Benim bir mahzun tarafım vardır/Bakmayın neşeli olduğuma/Sanki bir başkası var içimde/Pişman dünyaya geldiğine/Bağ Bahçe Deniz Kenarı/Güzel manzara faydasız/Ben hazdan bitiyorum/O daima neşesiz/Alışamadım yıllardır/Bu ikinci Varlığıma/Bakmayın Neşeli olduğuma/Benim Mahzun bir tarafım Vardır.
Hüseyin Rıfat ise tam olarak aynı dönemde olmasa da İzmir’de Şair Eşref’le oluşan yakın dostluğu, şiire olan ilgisini körükler. Çok güzel şiirleri olan Hüseyin Rıfat Bey’in İzmir’de çıkan bazı dergilerde eserleri yayınlanır.
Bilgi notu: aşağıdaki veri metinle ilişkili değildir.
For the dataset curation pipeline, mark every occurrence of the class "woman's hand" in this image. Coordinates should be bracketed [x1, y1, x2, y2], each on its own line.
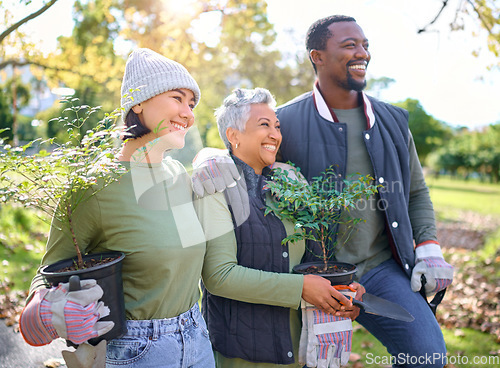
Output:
[334, 282, 366, 320]
[301, 275, 352, 314]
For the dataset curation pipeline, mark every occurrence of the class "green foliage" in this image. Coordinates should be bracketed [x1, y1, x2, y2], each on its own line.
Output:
[1, 0, 498, 149]
[467, 0, 500, 67]
[265, 164, 379, 267]
[0, 73, 31, 143]
[428, 123, 500, 182]
[0, 98, 128, 267]
[0, 89, 13, 141]
[0, 205, 48, 291]
[2, 0, 315, 149]
[365, 76, 395, 98]
[394, 98, 452, 165]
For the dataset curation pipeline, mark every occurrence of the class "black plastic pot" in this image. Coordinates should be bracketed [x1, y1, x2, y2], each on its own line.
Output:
[40, 251, 127, 346]
[293, 261, 357, 285]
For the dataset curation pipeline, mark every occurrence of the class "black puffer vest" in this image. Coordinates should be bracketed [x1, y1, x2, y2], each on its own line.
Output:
[276, 92, 415, 276]
[201, 157, 295, 364]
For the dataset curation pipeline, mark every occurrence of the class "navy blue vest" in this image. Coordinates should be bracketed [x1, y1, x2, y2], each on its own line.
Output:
[201, 160, 296, 364]
[276, 92, 415, 276]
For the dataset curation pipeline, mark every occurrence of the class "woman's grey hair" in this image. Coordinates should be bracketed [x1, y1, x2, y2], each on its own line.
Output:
[215, 88, 276, 151]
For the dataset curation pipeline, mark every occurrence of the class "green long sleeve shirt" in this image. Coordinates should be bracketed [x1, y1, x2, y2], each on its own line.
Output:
[30, 158, 208, 320]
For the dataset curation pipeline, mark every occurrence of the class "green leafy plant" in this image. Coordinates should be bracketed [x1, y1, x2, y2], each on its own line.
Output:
[0, 97, 128, 269]
[265, 164, 379, 270]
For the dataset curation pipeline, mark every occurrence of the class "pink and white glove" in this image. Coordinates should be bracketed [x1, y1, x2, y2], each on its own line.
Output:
[299, 288, 356, 368]
[411, 241, 454, 296]
[20, 279, 114, 346]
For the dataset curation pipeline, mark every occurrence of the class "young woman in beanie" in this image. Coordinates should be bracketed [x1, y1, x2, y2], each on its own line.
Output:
[19, 48, 215, 367]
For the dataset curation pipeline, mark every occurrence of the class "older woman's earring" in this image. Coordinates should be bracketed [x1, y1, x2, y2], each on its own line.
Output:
[235, 143, 239, 149]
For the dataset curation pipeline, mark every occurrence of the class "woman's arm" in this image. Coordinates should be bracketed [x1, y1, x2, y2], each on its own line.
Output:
[197, 192, 303, 308]
[196, 192, 351, 312]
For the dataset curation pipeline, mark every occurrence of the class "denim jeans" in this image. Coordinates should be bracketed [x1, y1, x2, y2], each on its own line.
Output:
[106, 303, 215, 367]
[357, 258, 447, 368]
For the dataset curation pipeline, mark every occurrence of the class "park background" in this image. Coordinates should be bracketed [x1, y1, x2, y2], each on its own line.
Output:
[1, 0, 499, 367]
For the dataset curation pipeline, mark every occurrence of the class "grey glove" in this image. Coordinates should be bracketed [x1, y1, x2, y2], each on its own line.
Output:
[192, 148, 249, 226]
[410, 242, 454, 296]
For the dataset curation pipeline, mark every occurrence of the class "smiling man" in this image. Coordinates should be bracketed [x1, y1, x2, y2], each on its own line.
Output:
[276, 15, 453, 368]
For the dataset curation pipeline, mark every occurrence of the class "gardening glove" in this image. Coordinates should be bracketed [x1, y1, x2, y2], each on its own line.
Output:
[298, 299, 309, 365]
[192, 147, 250, 226]
[20, 288, 56, 346]
[20, 279, 113, 346]
[62, 340, 107, 368]
[411, 241, 454, 296]
[299, 288, 356, 368]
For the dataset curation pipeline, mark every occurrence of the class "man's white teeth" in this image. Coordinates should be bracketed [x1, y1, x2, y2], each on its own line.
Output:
[262, 145, 276, 151]
[349, 65, 366, 70]
[172, 122, 186, 131]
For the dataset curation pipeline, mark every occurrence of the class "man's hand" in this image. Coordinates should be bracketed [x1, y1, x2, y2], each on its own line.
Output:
[411, 242, 454, 296]
[192, 148, 239, 196]
[192, 148, 250, 226]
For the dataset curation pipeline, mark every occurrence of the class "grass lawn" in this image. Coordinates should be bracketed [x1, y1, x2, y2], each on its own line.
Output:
[349, 323, 500, 367]
[426, 175, 500, 218]
[427, 175, 500, 266]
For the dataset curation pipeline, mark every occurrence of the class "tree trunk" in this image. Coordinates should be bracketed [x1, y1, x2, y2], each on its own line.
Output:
[12, 79, 18, 147]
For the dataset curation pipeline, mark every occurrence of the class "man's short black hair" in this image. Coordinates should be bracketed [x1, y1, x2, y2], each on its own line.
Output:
[306, 15, 357, 72]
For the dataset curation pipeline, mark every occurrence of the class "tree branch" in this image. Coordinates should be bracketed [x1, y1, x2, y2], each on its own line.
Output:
[0, 0, 59, 44]
[0, 59, 120, 84]
[0, 58, 73, 72]
[466, 0, 494, 35]
[418, 0, 450, 33]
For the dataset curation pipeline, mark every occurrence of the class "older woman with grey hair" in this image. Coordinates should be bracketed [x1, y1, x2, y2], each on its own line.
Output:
[216, 87, 276, 152]
[196, 87, 362, 368]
Aslında liseden sonra Eczacılık tahsili yapar ve kimya onun ikinci yeteneğidir.
Boş zamanlarında çevirmenlikte yapan Hüseyin Rıfat, Ömer Hayyam’ın rubailerini en iyi çeviren kişi olarak bilinir . Soyadı kanunu çıktığında kendisine IŞIL soyadını alır amma, toplum onu Hüseyin Rıfat olarak tanır. Oktay Rıfat’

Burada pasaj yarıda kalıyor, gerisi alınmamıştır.